Groholsky liked to be continually kissing Liza. He could not exist without those honeyed kisses, and it was awkward to kiss her before Ivan Petrovitch. It was agony. The poor fellow felt forlorn, but fate soon had compassion on him. Ivan Petrovitch suddenly went off somewhere for a whole week. Visitors had come and carried him off with them . . . And Mishutka was taken too.
One fine morning Groholsky came home from a walk good-humoured and beaming.
"He has come," he said to Liza, rubbing his hands. "I am very glad he has come. Ha-ha-ha!"
"What are you laughing at?"
"There are women with him."
"What women?"
"I don't know. . . . It's a good thing he has got women. . . . A capital thing, in fact. . . . He is still young and fresh. Come here! Look!"
Groholsky led Liza on to the verandah, and pointed to the villa opposite. They both held their sides, and roared with laughter. It was funny. Ivan Petrovitch was standing on the verandah of the villa opposite, smiling. Two dark-haired ladies and Mishutka were standing below, under the verandah. The ladies were laughing, and loudly talking French.
"French women," observed Groholsky. "The one nearest us isn't at all bad-looking. Lively damsels, but that's no matter. There are good women to be found even among such. . . . But they really do go too far."
What was funny was that Ivan Petrovitch bent across the verandah, and stretching with his long arms, put them round the shoulders of one of the French girls, lifted her in the air, and set her giggling on the verandah. After lifting up both ladies on to the verandah, he lifted up Mishutka too. The ladies ran down and the proceedings were repeated.
"Powerful muscles, I must say," muttered Groholsky looking at this scene. The operation was repeated some six times, the ladies were so amiable as to show no embarrassment whatever when the boisterous wind disposed of their inflated skirts as it willed while they were being lifted. Groholsky dropped his eyes in a shamefaced way when the ladies flung their legs over the parapet as they reached the verandah. But Liza watched and laughed! What did she care? It was not a case of men misbehaving themselves, which would have put her, as a woman, to shame, but of ladies.
In the evening, Ivan Petrovitch flew over, and with some embarrassment announced that he was now a man with a household to look after. . . .
"You mustn't imagine they are just anybody," he said. "It is true they are French. They shout at the top of their voices, and drink . . . but we all know! The French are brought up to be like that! It can't be helped. . . . The prince," Ivan Petrovitch added, "let me have them almost for nothing. . . . He said: 'take them, take them. . . .' I must introduce you to the prince sometime.

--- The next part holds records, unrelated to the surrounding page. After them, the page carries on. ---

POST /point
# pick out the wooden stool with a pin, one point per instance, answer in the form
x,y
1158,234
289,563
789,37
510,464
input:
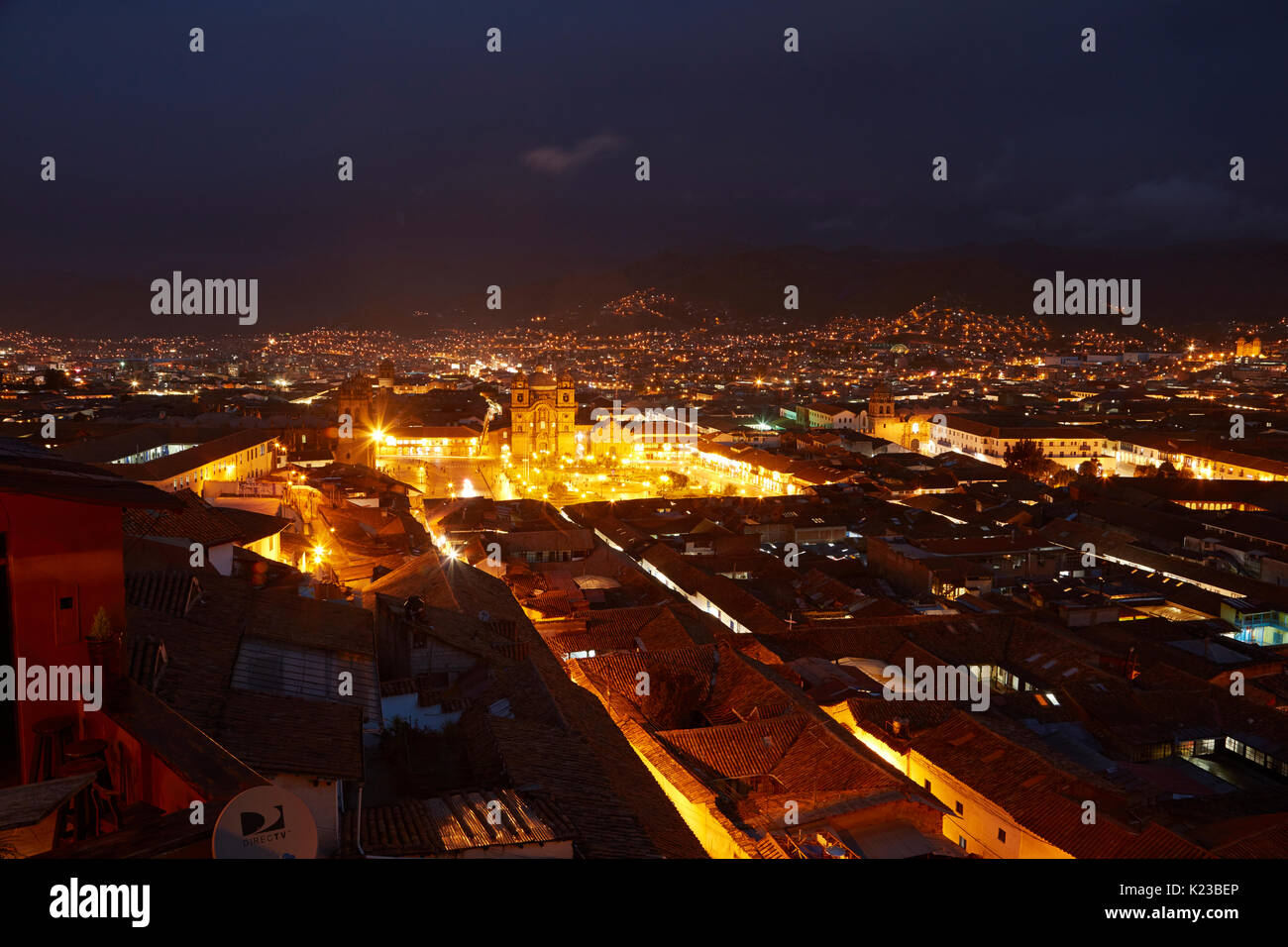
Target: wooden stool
x,y
53,736
104,792
77,817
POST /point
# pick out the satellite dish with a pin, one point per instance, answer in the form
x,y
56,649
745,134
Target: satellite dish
x,y
266,822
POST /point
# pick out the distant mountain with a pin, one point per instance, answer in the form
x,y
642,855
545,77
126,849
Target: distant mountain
x,y
1186,283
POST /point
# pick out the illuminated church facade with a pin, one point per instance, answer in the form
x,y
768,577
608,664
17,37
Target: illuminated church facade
x,y
542,415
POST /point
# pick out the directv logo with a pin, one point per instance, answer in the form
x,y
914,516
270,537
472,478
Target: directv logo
x,y
256,831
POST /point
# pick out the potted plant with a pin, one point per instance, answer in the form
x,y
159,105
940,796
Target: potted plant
x,y
104,643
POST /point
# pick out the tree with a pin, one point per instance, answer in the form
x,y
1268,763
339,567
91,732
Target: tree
x,y
1026,458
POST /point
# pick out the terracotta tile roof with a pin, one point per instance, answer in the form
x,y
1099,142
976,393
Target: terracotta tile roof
x,y
459,822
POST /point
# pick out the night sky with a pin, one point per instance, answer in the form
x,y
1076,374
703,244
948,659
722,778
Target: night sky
x,y
510,166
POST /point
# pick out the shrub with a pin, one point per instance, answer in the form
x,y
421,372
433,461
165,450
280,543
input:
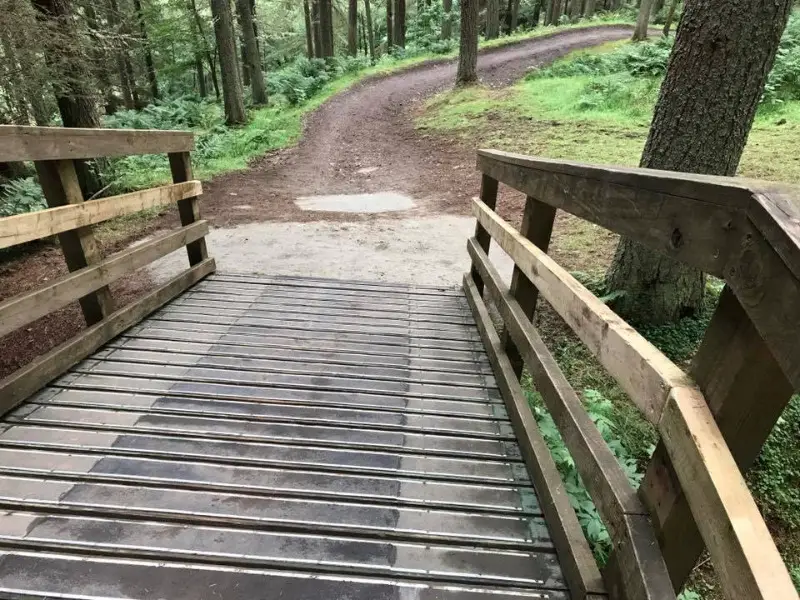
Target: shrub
x,y
21,196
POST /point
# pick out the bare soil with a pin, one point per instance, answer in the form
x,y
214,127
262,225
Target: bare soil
x,y
370,125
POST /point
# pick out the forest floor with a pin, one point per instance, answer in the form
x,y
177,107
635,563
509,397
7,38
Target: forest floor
x,y
362,140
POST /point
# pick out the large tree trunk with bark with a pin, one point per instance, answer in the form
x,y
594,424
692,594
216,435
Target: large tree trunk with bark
x,y
722,57
370,30
399,35
148,53
642,21
66,57
252,57
232,95
352,27
492,19
447,20
468,46
309,30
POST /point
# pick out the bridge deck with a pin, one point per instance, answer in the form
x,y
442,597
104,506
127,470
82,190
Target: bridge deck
x,y
344,439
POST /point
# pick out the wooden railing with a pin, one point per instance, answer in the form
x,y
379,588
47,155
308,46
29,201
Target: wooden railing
x,y
712,422
54,151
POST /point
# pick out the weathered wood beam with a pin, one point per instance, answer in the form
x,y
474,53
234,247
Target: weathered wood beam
x,y
22,383
27,227
577,562
19,143
26,308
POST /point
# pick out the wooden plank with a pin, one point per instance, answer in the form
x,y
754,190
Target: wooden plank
x,y
640,570
701,234
537,226
189,207
639,367
732,367
489,198
40,224
22,383
738,540
19,143
59,182
26,308
577,562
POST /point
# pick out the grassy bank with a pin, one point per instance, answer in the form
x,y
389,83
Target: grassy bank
x,y
596,106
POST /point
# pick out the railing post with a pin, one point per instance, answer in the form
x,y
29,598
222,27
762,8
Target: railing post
x,y
488,197
747,391
537,226
59,181
180,163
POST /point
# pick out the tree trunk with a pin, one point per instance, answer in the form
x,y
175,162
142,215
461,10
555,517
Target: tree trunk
x,y
447,20
722,56
226,43
389,26
148,54
468,46
252,58
309,30
352,27
642,21
400,23
326,27
670,16
370,30
73,91
492,19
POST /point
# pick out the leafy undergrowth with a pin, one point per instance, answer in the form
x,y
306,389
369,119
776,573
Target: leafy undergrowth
x,y
595,106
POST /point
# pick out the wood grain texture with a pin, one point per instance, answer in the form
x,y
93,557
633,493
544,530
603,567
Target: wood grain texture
x,y
59,181
189,207
698,233
732,367
19,143
737,538
537,226
640,571
26,308
639,367
22,383
575,556
36,225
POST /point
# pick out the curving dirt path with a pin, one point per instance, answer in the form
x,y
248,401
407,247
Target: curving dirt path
x,y
371,127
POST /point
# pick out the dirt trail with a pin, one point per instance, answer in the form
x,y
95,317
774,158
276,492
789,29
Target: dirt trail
x,y
371,127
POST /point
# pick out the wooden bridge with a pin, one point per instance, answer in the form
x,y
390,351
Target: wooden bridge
x,y
253,437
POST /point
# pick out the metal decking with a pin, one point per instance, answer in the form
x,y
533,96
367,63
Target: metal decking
x,y
270,437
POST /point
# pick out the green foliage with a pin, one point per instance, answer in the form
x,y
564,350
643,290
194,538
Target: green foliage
x,y
776,475
601,412
21,196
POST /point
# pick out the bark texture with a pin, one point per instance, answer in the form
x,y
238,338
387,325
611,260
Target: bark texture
x,y
642,20
252,57
492,19
468,46
722,56
232,95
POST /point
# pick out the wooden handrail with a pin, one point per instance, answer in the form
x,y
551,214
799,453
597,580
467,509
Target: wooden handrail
x,y
753,232
21,143
54,151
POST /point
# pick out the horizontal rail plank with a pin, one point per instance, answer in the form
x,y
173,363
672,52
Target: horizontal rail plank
x,y
18,143
22,383
737,538
639,367
27,227
577,561
26,308
640,570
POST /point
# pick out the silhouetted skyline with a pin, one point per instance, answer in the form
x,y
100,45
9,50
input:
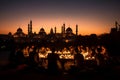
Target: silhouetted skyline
x,y
92,16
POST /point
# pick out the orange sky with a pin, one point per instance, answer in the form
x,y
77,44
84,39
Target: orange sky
x,y
86,26
96,16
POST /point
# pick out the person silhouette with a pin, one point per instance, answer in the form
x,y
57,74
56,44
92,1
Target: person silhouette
x,y
78,59
52,62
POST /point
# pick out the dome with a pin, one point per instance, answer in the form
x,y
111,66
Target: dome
x,y
19,30
42,30
68,29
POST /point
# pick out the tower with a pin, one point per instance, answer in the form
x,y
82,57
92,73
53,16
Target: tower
x,y
30,28
55,30
116,25
76,29
64,28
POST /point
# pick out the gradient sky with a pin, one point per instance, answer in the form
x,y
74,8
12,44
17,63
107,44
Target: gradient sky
x,y
92,16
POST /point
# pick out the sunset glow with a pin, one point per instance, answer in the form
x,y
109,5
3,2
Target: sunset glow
x,y
97,17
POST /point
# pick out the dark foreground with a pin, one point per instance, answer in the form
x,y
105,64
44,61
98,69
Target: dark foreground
x,y
25,72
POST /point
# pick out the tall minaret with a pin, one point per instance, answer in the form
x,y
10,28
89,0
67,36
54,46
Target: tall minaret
x,y
55,30
28,29
76,29
64,28
116,25
30,26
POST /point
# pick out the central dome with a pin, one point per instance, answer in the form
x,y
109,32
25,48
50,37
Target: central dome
x,y
68,30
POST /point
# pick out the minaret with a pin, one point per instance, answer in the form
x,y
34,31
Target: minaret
x,y
64,28
119,27
28,29
55,30
30,26
116,25
51,31
76,29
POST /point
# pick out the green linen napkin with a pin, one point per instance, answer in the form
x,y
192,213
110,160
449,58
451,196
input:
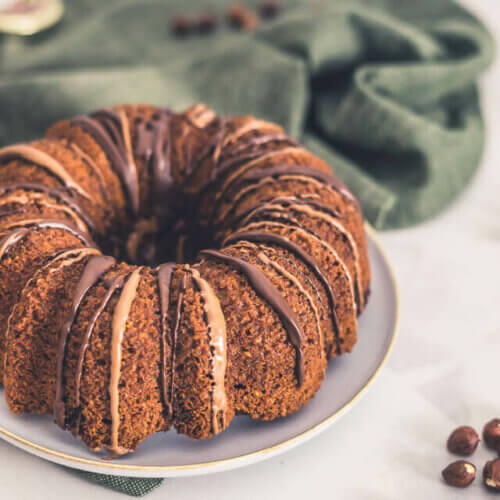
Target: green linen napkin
x,y
384,90
132,486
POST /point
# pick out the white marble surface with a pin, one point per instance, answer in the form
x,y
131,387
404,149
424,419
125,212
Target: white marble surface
x,y
444,370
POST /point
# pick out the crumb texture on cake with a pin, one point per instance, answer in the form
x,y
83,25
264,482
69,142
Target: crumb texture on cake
x,y
167,270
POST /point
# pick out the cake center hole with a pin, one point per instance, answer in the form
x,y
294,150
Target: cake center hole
x,y
180,241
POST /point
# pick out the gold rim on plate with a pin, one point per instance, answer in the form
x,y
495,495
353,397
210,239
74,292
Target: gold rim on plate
x,y
289,443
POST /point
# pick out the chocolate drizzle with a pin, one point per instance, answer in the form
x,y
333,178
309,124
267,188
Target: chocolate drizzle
x,y
175,333
118,327
268,237
114,285
94,269
312,209
153,145
42,159
10,239
264,287
216,326
105,135
165,272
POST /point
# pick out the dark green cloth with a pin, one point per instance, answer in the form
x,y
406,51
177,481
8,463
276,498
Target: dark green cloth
x,y
384,90
132,486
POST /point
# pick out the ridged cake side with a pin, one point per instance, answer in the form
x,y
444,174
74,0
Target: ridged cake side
x,y
118,351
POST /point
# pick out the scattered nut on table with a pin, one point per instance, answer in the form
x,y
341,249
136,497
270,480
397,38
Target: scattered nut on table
x,y
491,474
463,441
459,474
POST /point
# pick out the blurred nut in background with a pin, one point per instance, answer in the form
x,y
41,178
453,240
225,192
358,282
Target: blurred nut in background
x,y
241,17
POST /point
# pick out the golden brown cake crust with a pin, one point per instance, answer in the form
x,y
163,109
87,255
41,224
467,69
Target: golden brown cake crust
x,y
112,316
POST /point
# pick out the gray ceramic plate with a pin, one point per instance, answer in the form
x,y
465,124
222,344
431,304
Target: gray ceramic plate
x,y
246,441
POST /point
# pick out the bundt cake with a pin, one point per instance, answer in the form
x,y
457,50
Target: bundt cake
x,y
162,269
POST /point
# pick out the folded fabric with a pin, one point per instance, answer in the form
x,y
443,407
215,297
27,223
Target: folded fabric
x,y
132,486
384,90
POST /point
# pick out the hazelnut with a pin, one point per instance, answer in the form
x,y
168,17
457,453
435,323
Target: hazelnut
x,y
269,8
241,17
207,22
491,434
491,474
181,26
463,441
459,474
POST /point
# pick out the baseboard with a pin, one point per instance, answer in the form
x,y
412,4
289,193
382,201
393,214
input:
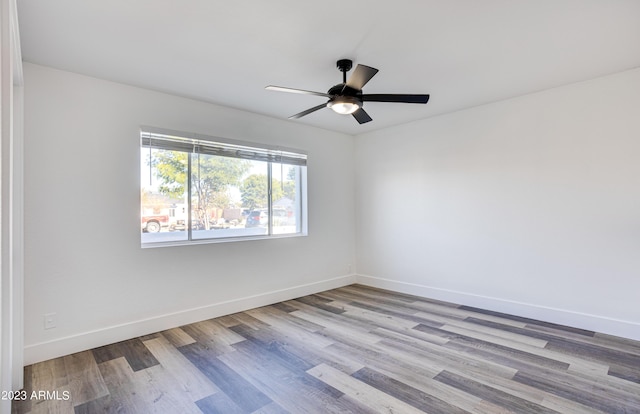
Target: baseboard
x,y
87,340
602,324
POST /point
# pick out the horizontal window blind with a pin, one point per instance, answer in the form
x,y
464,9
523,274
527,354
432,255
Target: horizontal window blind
x,y
223,149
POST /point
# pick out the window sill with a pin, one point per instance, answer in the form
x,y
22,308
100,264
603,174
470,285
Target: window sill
x,y
175,243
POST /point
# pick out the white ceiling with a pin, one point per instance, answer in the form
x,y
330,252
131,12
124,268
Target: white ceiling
x,y
462,52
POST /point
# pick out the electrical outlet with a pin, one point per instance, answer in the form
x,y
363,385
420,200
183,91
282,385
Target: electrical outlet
x,y
50,320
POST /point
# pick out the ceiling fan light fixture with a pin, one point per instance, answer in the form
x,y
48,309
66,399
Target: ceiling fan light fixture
x,y
345,105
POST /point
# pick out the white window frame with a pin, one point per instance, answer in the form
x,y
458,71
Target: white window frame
x,y
155,138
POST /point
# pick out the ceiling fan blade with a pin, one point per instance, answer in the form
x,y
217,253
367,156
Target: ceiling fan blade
x,y
308,111
292,90
361,76
361,116
382,97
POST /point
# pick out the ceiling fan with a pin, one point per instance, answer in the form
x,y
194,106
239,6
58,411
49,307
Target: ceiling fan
x,y
347,98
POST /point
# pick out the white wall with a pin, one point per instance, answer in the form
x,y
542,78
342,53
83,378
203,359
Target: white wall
x,y
82,241
529,206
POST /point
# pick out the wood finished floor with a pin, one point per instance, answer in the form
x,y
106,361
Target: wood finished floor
x,y
350,350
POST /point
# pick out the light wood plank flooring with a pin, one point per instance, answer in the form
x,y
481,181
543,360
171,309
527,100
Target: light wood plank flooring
x,y
350,350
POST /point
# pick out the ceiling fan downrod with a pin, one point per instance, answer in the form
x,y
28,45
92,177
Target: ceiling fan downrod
x,y
345,66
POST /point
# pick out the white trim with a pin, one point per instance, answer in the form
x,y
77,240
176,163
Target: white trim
x,y
104,336
597,323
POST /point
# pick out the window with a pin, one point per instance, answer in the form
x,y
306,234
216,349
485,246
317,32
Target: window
x,y
205,189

A man of culture! He's for ever writing, writing. . . . And do you know what their names are? One is Fanny, the other Isabella. . . . There's Europe, ha-ha-ha! . . . The west! Good-bye!"
Ivan Petrovitch left Liza and Groholsky in peace, and devoted himself to his ladies. All day long sound of talk, laughter, and the clatter of crockery came from his villa. . . . The lights were not put out till far into the night. . . . Groholsky was in bliss. . . . At last, after a prolonged interval of agony, he felt happy and at peace again. Ivan Petrovitch with his two ladies had no such happiness as he had with one. But alas, destiny has no heart. She plays with the Groholskys, the Lizas, the Ivans, and the Mishutkas as with pawns. . . . Groholsky lost his peace again. . . .
One morning, about ten days afterwards, on waking up late, he went out on to the verandah and saw a spectacle which shocked him, revolted him, and moved him to intense indignation. Under the verandah of the villa opposite stood the French women, and between them Liza. She was talking and looking askance at her own villa as though to see whether that tyrant, that despot were awake (so Groholsky interpreted those looks). Ivan Petrovitch standing on the verandah with his sleeves tucked up, lifted Isabella into the air, then Fanny, and then Liza. When he was lifting Liza it seemed to Groholsky that he pressed her to himself. . . . Liza too flung one leg over the parapet. . . . Oh these women! All sphinxes, every one of them!